Three of the Dartmouth rowers participating in the selection camp are also full-time students. Houdaigui described his experience managing classes during the selection camp as positive.

“The professors are very understanding and accommodating,” Houdaigui said. “They’re very supportive of trying to pursue the US team. If [any] of us make the squad, we’ll miss like 10 days of classes, and I’ve spoken to both my professors about that, and they’re just excited for the opportunity.” 

Hudgins said the goals of the camp are to bring home a gold medal for the United States, to develop athletes and to help bring them closer to making higher level teams in their athletic careers. 

“The goal of it is to go to Worlds and to win the gold medal,” Hudgins said. “Beyond that is also the development of guys who have hopes of making a higher level team in the future. It’s also just bringing guys together in different programs, and learning how to row with different guys is super valuable.”

Graves added that he leads the camp in order to encourage enthusiasm for the sport.

“To me, U23s is about getting guys excited about pursuing rowing at the next level,” Graves said. “I think we’re obviously trying to select boats and make fast boats, but I think more than that it’s about showing them that this is a potential pathway for them.”

Houdaigui noted Dartmouth’s unique position, as the heavyweight team is mostly American, unlike most other American-based training camps. 

“Most of the other squads in the country are very international, and we’re majority American, and that’s unique,” Houdaigui said. “For us, this isn’t a totally new experience, but the other guys are commenting on how it’s weird to be rowing with all Americans, and how that’s actually kind of a neat experience for them.” 

Graves added that the Dartmouth team has a strong foundation based upon American rowers, explaining that the coaches in the program believe in developing their American men, as many other teams are highly international.
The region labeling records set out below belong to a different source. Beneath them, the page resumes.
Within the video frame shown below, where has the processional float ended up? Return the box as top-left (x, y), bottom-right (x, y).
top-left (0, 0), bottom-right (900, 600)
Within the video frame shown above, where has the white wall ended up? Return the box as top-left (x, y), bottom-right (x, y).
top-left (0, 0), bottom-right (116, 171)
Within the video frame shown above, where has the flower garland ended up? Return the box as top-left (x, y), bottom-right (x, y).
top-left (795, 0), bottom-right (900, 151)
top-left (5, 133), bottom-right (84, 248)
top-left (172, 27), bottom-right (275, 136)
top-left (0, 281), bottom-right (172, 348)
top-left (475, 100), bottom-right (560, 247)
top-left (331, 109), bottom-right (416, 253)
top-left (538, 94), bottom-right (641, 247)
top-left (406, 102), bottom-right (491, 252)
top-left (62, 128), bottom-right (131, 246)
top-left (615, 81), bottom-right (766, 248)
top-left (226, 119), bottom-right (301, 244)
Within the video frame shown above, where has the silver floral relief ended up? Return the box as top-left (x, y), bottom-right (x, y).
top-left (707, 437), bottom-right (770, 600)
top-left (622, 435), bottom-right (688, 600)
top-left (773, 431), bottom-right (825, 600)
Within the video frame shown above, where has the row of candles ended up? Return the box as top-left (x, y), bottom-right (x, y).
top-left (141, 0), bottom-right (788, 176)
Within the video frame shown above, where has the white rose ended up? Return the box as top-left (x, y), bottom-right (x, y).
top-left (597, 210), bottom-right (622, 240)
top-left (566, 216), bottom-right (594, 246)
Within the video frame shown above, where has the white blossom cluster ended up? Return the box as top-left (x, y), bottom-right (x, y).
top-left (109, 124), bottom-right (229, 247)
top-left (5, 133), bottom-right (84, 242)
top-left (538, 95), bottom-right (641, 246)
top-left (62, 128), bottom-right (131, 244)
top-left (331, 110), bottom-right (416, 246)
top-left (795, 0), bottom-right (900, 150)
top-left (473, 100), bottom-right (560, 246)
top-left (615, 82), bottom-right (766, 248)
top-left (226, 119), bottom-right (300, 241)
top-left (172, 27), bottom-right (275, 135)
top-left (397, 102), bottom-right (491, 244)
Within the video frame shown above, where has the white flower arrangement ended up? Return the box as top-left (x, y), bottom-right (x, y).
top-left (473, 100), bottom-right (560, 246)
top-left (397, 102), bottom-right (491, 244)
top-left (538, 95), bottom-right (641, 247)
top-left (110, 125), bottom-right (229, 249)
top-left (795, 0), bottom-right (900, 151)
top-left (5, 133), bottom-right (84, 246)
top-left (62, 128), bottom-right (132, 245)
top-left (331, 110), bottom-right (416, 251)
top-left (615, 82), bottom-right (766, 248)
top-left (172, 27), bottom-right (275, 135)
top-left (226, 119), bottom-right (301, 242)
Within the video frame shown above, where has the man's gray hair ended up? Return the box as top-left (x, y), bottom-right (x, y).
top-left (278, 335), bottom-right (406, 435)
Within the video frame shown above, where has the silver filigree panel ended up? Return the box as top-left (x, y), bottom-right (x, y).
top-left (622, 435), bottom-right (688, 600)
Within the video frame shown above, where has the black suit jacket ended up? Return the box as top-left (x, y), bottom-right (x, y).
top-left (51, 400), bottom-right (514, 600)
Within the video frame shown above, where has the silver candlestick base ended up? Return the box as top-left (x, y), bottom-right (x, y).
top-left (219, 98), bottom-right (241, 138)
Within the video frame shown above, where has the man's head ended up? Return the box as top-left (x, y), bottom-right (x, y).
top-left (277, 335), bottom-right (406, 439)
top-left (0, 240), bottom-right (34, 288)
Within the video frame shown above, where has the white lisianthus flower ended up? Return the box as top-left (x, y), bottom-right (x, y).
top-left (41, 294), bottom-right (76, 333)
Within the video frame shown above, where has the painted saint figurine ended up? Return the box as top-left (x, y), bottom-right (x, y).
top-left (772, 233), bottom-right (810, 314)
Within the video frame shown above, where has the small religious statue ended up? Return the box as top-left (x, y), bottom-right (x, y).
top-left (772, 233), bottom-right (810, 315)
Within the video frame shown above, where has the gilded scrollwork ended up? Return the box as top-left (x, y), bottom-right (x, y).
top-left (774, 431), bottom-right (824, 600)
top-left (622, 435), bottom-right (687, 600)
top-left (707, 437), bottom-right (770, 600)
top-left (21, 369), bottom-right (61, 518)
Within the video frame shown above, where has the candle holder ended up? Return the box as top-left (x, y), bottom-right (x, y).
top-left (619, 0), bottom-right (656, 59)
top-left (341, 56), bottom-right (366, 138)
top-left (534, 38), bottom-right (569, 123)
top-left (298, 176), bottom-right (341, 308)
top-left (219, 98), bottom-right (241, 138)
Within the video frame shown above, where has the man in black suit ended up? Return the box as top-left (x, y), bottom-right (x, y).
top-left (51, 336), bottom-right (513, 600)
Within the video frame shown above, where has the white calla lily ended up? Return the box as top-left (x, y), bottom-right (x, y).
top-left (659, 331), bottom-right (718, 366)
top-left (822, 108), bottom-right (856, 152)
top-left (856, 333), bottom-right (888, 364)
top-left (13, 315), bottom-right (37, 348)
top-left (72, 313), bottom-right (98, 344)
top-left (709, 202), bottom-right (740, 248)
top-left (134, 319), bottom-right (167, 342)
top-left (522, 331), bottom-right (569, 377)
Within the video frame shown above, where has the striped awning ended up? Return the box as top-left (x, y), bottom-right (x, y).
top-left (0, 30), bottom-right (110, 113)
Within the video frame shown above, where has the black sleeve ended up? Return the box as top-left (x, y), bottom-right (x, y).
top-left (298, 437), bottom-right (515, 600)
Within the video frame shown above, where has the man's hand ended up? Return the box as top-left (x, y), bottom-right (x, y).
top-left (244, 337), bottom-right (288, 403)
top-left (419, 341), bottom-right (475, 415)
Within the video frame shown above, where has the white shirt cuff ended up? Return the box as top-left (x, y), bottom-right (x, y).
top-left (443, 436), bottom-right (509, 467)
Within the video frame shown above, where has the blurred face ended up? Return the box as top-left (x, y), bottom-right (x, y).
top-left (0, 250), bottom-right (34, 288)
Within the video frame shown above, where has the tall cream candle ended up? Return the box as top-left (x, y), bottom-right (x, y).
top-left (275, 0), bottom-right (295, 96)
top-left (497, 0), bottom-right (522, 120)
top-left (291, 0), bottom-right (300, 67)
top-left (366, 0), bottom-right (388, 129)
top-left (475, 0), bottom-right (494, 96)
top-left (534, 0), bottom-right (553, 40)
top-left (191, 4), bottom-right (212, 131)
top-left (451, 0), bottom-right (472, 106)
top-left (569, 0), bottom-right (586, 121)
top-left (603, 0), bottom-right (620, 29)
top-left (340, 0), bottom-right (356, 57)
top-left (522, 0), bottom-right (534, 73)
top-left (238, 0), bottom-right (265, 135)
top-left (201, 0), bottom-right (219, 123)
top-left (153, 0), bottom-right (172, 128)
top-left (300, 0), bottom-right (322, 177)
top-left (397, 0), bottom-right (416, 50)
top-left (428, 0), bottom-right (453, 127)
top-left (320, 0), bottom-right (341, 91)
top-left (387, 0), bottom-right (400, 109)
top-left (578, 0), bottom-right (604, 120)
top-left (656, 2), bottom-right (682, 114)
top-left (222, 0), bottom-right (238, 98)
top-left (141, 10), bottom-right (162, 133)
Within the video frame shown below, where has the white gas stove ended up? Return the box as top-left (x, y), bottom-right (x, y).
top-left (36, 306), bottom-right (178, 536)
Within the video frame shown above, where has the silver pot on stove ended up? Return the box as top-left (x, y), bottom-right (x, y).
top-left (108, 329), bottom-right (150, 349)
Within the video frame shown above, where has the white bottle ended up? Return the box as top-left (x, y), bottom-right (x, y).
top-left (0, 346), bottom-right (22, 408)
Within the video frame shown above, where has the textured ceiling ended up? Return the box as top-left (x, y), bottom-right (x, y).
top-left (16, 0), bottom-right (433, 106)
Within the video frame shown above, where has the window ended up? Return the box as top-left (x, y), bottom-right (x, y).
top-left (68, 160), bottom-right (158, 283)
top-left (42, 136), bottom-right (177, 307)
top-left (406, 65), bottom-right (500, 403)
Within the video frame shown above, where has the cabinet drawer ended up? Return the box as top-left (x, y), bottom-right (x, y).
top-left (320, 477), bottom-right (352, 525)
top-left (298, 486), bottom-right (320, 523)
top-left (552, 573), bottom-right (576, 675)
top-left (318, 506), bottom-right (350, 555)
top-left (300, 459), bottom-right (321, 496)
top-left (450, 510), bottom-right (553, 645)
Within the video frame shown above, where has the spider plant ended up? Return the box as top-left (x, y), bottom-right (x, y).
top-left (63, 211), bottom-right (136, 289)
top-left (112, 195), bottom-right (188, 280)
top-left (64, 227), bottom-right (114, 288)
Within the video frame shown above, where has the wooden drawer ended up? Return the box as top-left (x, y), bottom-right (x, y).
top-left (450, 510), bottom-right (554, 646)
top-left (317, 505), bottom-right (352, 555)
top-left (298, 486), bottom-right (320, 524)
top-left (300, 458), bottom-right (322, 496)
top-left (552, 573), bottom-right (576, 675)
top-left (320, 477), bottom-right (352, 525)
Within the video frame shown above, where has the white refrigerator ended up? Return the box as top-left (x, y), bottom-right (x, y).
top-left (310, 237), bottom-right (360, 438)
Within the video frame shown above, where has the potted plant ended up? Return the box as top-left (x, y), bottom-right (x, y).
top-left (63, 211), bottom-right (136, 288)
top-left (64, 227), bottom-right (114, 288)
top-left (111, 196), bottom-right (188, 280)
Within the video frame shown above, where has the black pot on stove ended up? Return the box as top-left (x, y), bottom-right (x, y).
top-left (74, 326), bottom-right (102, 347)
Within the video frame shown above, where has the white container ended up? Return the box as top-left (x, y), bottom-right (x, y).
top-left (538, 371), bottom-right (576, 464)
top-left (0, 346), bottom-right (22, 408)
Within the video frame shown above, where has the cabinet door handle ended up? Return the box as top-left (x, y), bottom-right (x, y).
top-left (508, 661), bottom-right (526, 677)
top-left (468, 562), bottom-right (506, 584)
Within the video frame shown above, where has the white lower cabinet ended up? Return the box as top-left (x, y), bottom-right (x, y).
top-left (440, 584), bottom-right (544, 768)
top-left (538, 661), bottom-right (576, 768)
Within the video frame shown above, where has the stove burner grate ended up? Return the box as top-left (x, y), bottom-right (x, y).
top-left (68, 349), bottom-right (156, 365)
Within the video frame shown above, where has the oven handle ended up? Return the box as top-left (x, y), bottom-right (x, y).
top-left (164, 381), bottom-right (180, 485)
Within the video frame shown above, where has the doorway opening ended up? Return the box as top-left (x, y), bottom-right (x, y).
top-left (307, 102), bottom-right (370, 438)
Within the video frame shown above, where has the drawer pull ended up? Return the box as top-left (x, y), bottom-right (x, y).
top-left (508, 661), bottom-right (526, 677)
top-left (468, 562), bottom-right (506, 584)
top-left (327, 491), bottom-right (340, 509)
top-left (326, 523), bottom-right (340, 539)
Graves largely credited heavyweight coach Wyatt Allen for building a large contingent of fast American men. 

Some rowers noted advantages of having the camp coached by Graves and hosted by Dartmouth.

“Coach Graves really stepped up and really wanted to take it on, so then the camp is going to be in Hanover,” Hudgins said. “And I think the river and the boathouse are both perfectly sufficient for a camp like this, and the extensive alumni group helps house people from other schools.”

Graves attributed his willingness to lead the selection camp to his dedication to the national tem.

“I think Wyatt and I both felt really strongly about supporting our national team,” Graves said. “We felt we had an amazing venue to offer to the national team here, and that Hanover is as good as it gets in the summer.” 

International rowers from Dartmouth are currently competing for their home country teams. Felix Rawlinson ’23 is training with Great Britain in Caversham Lakes, UK, and James Isles ’25 is training with Australia in Princeton, New Jersey.

“Despite this being my second year in a row at the U23 selection camp, I am always surprised by the depth and talent of the British rowing squad,” Rawlinson said. “The selection process the last week of camp is incredibly grueling and stressful. I just hope to be on the right side of selection next week.”

Isles noted both the honor and difficulty of making the Australian camp.

“It’s definitely a very challenging campaign; a lot is demanded of you, and the weight of representing your country is something that you need to embrace,” Isles said. “At the same time, it’s great fun to be around your mates, get a change of scenery and realize that this pressure is a privilege.”

At the end of the camp, the team will be cut in half to about 12 rowers, two coxswains and one alternate who make the team, according to Hudgins. The selected team will travel to Bulgaria from July 19 through July 23 for the World World Rowing Under 23 Championships.

“Every day I come to the boathouse and I’m like, ‘wow, we get to do this,’” Graves said. “I’m really excited by just how good of a group they are — as far as quickly unifying over a shared goal and coming together as a group — and they’ve been really fun to be around. But I’m just excited to see where it goes if we can just keep building momentum over the next few weeks to the World Championships.”